Time: 10:30 a.m.
Date: 4 December 2022
Place: Quest Wodonga, 46 Reid St, Wodonga VIC 3690.
Now here you go again, you say you want your freedom
Well, who am I to keep you down?
It’s only right that you should play the way you feel it
But listen carefully to the sound of your loneliness
Like a heartbeat, drives you mad
In the stillness of remembering what you had
And what you lost
And what you had
And what you lost…When the rain washes you clean, you’ll know
You’ll know
You will know
Oh-oh-oh, you’ll know.
Dreams. Stevie Nicks.
I am reminded of the recent passing of Christine McVie (1943-2022). Fleetwood Mac was the music of a generation to which Ruth, and I were apart, born 1961. I recall that on the personal “Edge of Seventeen”, walking into a Baptist Church Hall and hearing Fleetwood Mac for the first time. I turned to a slightly older and prettier girl and asked, “What is that music?”. I was enthralled, and have been ever since. I wonder what happened to that woman. She was a daughter of a fundamentalist Christian preacher, and if most of the generation did not give up faith, they gave up that deadening belief system for the new culture of life.
The songs of Fleetwood Mac are about the angst of human relations, and, in particular, gender-sexual coupling. I made the point in another post that the closing panel at the Congress of Humanities, Arts and Social Sciences (HASS), on Friday, was more honest to the angst that is experienced by practitioners than what was said in an earlier HASS panel which was a sales pitch for the Arts. There are too many shallow thinkers in our profession, industry, and communities. You have those who say they want their freedom, very loudly and aggressively, but listen carefully to the sound of your loneliness.

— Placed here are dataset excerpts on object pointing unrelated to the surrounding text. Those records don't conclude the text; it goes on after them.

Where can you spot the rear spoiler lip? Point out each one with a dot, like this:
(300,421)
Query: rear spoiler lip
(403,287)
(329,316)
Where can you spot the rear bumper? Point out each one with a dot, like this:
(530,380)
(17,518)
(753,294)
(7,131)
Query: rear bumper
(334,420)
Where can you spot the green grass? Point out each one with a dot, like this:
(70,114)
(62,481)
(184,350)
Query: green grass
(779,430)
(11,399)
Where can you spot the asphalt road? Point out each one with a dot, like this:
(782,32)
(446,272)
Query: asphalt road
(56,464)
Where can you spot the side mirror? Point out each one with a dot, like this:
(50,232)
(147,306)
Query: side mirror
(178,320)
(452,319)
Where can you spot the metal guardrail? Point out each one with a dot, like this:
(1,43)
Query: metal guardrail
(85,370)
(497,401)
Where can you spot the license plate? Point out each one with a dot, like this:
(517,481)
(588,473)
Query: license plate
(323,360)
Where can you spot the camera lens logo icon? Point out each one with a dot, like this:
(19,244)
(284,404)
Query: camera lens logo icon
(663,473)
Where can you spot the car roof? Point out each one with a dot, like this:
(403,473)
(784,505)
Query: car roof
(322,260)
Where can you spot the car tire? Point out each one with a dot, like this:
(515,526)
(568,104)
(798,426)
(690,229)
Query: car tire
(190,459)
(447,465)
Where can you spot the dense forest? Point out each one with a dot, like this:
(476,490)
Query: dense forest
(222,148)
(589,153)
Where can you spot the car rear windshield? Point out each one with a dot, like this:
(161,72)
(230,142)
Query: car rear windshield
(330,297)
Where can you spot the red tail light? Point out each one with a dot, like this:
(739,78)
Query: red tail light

I know loneliness, here writing in Room 103B in Wodonga. Travelling this country alone, without Ruth. It breaks my heart. “Oh-oh-oh, you’ll know.”
I thought I could cry no more. But tears are rolling down my cheek. SBS Chill music playing. A memory of our wedding anniversary in a historic cottage, hidden in the hills of the D’Aguilar. In the middle of nowhere. This blog is for you, Ruth. I love you. You did say to me, “Oh-oh-oh, you’ll know.”
Image: Ruth at Mt Buller in 2007. On my drive up to Wodonga, yesterday, I passed the road to Mount Buller; a place where we, the family, once lived life. Ruth died six years ago on 17 December 2016.
Fleetwood Mac – Dreams, released in 1977. This is no doubt the music I heard walking into that Baptist Church Hall, on that lonely Friday night in 1977.